Em 1906, nascia Maria Santina Maia, filha de Raimundo Pereira da Silva e Francisca Soares da Silva. O Maia do nome é porque eles se aparentaram com Maria Ceci Gonzaga de Arruda, ou Vó Ceci, neta de Maria Antonina Maia, ou Mãe Tonha, que era prima de Francisca Soares da Silva.

Ana Maria Soledade e Francisco Soares Leitão, pais de Francisca Soares da Silva, ajudaram a criar Santina Maia, pois o pai desta viajara para o Acre no cilco da borracha e nunca mais voltou.
Santina Maia, ou Vó Santa, ganhou um grande rosário de ouro branco do seu avô, o vendendo em partes mais tarde. Seu pai, Raimundo da Silva, que fora embora quando ela tinha 11 meses de nascida, desenhando com sangue do indicador na parede uma tal cruz de Salomão, talvez um asterisco, e disse: _Se em 6 meses eu não voltar, quebre este canto aqui, que vai dar pra vocês irem se mantendo.

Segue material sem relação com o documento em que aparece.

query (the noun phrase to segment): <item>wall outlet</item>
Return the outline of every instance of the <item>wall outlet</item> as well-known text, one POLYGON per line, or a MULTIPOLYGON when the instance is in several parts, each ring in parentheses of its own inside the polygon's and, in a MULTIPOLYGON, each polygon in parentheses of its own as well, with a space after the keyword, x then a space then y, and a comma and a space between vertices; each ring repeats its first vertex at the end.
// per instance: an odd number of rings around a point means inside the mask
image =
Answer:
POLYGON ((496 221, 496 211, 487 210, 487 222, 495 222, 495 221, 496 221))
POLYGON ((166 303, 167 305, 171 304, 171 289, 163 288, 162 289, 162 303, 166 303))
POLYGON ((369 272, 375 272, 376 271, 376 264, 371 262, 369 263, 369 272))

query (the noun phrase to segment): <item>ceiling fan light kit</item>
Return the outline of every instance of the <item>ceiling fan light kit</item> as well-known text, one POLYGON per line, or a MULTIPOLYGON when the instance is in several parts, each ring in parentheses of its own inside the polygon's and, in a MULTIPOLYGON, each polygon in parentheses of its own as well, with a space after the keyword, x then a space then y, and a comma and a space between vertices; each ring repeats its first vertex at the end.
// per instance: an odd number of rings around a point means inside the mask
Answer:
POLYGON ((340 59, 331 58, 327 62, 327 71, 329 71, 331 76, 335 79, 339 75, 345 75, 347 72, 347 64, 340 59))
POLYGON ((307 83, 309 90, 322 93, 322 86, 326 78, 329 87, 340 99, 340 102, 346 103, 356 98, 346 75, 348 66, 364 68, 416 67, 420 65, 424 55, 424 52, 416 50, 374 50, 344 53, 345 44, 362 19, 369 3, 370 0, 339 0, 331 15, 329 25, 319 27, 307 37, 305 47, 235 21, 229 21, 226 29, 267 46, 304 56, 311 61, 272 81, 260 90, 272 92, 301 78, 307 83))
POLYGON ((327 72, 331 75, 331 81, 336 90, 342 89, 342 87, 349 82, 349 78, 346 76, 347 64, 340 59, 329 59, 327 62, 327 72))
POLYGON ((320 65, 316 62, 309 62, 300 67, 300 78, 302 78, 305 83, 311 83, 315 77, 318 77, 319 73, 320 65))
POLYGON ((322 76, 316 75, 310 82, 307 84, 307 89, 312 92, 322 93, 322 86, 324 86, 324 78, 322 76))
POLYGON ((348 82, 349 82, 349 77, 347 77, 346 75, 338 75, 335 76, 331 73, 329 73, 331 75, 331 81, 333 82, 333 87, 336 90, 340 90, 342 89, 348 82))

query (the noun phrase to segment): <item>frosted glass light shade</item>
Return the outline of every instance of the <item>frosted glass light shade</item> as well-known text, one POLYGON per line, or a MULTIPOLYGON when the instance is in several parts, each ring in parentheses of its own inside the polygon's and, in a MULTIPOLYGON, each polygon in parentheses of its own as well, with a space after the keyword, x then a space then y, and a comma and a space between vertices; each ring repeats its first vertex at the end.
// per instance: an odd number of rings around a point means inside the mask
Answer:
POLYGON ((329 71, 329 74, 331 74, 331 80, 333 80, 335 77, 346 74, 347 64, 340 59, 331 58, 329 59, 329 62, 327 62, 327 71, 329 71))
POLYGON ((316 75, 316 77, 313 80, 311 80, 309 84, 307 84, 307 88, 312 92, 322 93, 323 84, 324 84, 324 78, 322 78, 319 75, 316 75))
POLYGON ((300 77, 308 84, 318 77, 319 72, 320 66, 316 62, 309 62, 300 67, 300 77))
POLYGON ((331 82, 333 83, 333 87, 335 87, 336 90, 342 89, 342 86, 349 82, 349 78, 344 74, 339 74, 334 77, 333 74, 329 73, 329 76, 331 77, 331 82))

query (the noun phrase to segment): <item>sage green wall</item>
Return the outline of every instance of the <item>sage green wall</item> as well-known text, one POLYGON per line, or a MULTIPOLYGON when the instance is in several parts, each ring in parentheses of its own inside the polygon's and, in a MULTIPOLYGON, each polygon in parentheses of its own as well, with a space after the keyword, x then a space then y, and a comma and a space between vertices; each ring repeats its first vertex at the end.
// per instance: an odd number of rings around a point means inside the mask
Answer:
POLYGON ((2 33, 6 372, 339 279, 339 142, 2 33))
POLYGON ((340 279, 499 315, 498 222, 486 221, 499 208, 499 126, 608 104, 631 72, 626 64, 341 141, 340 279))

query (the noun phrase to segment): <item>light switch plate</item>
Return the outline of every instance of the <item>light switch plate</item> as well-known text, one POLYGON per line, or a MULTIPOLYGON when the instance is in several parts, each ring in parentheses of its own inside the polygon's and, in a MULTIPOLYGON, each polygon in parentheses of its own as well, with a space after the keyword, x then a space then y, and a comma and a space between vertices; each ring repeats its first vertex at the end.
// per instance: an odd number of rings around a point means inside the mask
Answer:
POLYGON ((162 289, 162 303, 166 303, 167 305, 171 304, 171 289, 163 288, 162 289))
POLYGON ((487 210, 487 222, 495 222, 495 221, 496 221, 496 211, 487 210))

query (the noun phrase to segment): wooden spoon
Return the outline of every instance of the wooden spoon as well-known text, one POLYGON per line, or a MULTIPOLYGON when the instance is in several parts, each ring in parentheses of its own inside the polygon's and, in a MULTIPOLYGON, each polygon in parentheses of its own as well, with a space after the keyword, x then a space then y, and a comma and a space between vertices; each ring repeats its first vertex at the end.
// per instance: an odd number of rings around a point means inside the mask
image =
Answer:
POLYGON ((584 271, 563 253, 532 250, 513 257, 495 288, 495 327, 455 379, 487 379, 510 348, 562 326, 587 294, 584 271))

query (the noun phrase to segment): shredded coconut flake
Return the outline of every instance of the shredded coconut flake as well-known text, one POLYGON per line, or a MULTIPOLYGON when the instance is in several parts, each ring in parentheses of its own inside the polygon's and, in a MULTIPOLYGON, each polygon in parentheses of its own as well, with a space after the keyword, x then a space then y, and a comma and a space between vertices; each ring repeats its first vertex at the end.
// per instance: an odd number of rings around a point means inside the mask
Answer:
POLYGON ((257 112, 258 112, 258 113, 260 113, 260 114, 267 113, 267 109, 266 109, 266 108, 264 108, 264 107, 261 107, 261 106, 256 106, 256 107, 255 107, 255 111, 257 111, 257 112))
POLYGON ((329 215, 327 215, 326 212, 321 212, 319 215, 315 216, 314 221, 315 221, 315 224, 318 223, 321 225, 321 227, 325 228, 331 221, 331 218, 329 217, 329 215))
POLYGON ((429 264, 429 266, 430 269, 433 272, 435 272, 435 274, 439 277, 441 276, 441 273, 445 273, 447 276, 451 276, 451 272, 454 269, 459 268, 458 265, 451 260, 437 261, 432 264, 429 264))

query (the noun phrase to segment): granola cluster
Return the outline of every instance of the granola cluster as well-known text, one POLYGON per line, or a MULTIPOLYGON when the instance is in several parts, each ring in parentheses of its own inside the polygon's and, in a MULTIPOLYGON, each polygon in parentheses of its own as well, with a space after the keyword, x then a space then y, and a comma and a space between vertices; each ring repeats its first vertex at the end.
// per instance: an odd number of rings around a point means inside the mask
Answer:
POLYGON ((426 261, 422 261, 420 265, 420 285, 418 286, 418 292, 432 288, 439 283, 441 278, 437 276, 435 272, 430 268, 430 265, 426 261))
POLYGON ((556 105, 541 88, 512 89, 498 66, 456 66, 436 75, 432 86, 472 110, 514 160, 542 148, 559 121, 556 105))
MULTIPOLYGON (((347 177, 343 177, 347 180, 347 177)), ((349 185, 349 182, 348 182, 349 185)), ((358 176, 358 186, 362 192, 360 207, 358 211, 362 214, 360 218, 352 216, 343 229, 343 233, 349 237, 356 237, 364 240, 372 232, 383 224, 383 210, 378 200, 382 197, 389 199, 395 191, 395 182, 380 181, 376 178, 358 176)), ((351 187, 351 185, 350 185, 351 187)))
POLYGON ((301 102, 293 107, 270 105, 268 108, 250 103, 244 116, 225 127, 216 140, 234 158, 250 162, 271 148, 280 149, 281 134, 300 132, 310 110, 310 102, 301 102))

O tempo passou, e a família nunca soube o que tinha realmente dentro da parede, porém, outras pessoas quebraram e tiraram a sorte grande, quando já não morava ninguém na casa. Quem foram? Não sei. Porque a família mesmo não lucrou? Por medo das lendas. E o que continha de fato sob a dita cruz? Pelo que dizem, potes repletos de ouro e prata.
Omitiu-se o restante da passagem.